King Charles Reportedly Wants Private Reunion With Sussex Kids Despite Meghan Markle Feud
King Charles is said to want a quiet reunion with Archie and Lilibet during the Sussexes' planned UK visit, though the family rift remains firmly in place.

King Charles is reportedly open to a private reunion with Prince Harry, Meghan Markle and their children in the UK next month, with the Sussexes expected in Birmingham for Invictus-related events from July 10 to July 17. The proposed visit has put the King's long-running family strain back in the frame, not least because the monarch is said to want more time with Archie and Lilibet, grandchildren he has barely had the chance to know.
The Sussexes have not returned to Britain together for four years, and the last full family visit came during Queen Elizabeth II's Platinum Jubilee in July 2022. That trip carried its own emotional weight, especially as baby Lilibet, who was named after the late Queen's childhood nickname, met her great-grandmother at Windsor Castle. Even then, the family's public presence was tightly controlled. According to the report, Harry and Meghan wanted to bring their own photographer, but the Queen and her staff declined.
Nothing is confirmed yet so everything should be taken with a grain of salt, but the shape of the story is clear enough. The question is not simply whether Harry comes back to Britain. It is whether Charles can turn a logistics problem into something more personal, and whether that can happen without the whole thing becoming another round of royal theatre.
The Sussex Children
The children sit at the centre of this, and that is where the story gets more delicate. Sources cited in the report by The Blast say Charles wants more time with Archie and Lilibet. He has reportedly seen Archie, now seven, only a handful of times and met five-year-old Lilibet just once. That is not the sort of distance that can be bridged by a photo opportunity or a cheerful palace brief. It is awkward stuff, plain and simple.

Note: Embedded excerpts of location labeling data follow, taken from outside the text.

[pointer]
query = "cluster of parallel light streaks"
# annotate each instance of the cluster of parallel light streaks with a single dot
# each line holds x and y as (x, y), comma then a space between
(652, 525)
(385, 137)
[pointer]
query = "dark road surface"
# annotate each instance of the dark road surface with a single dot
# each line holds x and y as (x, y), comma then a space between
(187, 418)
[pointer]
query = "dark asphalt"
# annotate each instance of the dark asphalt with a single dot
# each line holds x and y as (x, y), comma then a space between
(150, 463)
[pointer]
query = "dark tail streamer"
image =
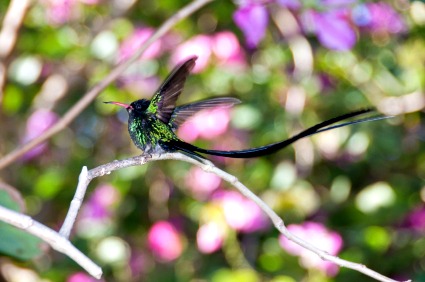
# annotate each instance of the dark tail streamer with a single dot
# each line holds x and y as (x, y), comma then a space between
(272, 148)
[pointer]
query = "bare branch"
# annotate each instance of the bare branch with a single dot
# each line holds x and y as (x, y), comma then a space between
(72, 113)
(56, 241)
(209, 167)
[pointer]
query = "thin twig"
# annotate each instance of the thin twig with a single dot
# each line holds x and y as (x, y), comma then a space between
(87, 176)
(95, 91)
(56, 241)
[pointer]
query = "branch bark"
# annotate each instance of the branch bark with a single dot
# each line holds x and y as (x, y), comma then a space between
(87, 175)
(56, 241)
(72, 113)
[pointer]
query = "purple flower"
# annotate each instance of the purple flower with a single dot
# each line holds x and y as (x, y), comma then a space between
(332, 29)
(384, 19)
(164, 241)
(227, 49)
(200, 46)
(290, 4)
(318, 235)
(59, 11)
(37, 123)
(252, 19)
(416, 219)
(241, 213)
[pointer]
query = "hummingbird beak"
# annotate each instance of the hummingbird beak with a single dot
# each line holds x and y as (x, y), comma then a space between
(119, 104)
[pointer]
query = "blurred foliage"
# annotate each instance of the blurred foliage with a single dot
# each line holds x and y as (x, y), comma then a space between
(365, 182)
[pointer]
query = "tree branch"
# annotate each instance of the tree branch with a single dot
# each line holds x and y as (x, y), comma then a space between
(56, 241)
(87, 176)
(95, 91)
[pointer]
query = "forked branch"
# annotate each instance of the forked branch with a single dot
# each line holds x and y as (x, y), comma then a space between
(87, 175)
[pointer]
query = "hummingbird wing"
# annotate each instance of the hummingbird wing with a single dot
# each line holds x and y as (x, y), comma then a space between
(182, 113)
(163, 102)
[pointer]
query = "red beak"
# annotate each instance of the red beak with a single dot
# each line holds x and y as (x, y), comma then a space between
(120, 104)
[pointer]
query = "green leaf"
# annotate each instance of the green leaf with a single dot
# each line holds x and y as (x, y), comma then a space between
(14, 242)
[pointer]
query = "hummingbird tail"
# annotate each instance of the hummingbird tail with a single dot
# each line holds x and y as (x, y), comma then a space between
(269, 149)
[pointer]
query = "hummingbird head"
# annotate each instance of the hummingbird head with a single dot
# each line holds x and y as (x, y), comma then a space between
(135, 108)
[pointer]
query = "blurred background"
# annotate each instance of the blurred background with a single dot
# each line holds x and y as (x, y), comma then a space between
(357, 192)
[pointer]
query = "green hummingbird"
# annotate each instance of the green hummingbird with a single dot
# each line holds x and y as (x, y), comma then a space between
(152, 124)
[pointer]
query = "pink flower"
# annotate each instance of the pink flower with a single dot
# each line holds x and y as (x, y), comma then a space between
(319, 236)
(416, 219)
(210, 237)
(227, 49)
(241, 213)
(37, 123)
(131, 44)
(202, 183)
(196, 46)
(59, 11)
(206, 124)
(165, 241)
(90, 2)
(252, 19)
(82, 277)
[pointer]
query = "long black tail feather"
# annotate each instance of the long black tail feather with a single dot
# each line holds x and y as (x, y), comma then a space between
(269, 149)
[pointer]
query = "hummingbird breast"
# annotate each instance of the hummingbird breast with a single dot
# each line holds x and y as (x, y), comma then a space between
(147, 133)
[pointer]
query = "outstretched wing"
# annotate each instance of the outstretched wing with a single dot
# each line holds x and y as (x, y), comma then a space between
(182, 113)
(163, 102)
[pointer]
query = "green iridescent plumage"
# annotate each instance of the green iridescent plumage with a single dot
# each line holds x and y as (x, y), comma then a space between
(152, 124)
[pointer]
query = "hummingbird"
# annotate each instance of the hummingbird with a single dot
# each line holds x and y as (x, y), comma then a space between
(152, 124)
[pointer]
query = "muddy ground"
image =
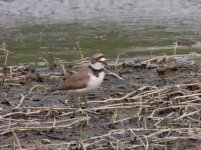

Royal biographer Hugo Vickers told Page Six that he believed the King would see the children, adding that Charles had always left the door 'wide open.' He also said the monarch had seen Harry last September. Vickers argued that a private reconciliation would be good for both father and son, saying Harry was carrying enough trauma already and that no one would benefit if Charles died before peace was made. It is a stark way to put it, but that is rather the point. These are not abstract arguments in a constitutional handbook. They are family wounds, just dressed in ermine and protocol.
Vickers also described Charles as 'diplomatic,' and that word matters here. The King has spent years being presented as the one member of the family most likely to keep the conversation going, even when the conversation itself is painfully limited. A refusal to see Meghan, Vickers suggested, would only make matters worse. The implication is obvious enough. Charles may not be able to fix the feud, but he does not appear keen to slam the door on it either.
The Scottish Window
The timing, unusually, may work in Charles's favour. The King is expected to continue with his annual Holyrood Week in Scotland, when he typically stays at the Palace of Holyroodhouse, his official Scottish residence. Vickers said the monarch rarely alters his calendar, calling him a 'busy man.' That may sound obvious, but royal diaries are not exactly casual affairs. When one thing shifts, another usually has to move with it.

According to the report, Holyrood Week usually runs from late June into early July, while the Invictus-related events are set for July 10 to July 17. That overlap could create a small, private window for a meeting away from cameras and without any official fanfare. That part may be the most realistic piece of the puzzle. Palace insiders, the report says, expect any contact to happen entirely out of public view. No photographers. No grand reveal. No glossy family reset. Just a quiet room and a rather loaded conversation.
Even so, not everyone inside the palace sounds relaxed about the prospect. One source warned that Harry and Meghan would likely frame any reunion as proof that the royal family needs them and that Charles needs them too. That is the sort of narrative that can spiral quickly once it escapes into the wilds of public opinion. Royals, for all their ceremony, have always been hostages to interpretation.
The final complication is that Meghan remains the hardest part of the equation. The report says she has publicly criticised royal life, accused the institution of racism and mistreatment, and spoken about suicidal thoughts during her time as a working royal. None of that disappears because a visit is on the calendar. If anything, it explains why any reunion would be handled with such caution. The distance between a family lunch and a constitutional headache can be very small indeed.
For now, Harry is not expected to see Prince William during the trip, and the brothers' estrangement appears unchanged. That, more than anything, is the reminder that this visit is unlikely to produce a neat royal ending. It may not even produce one at all.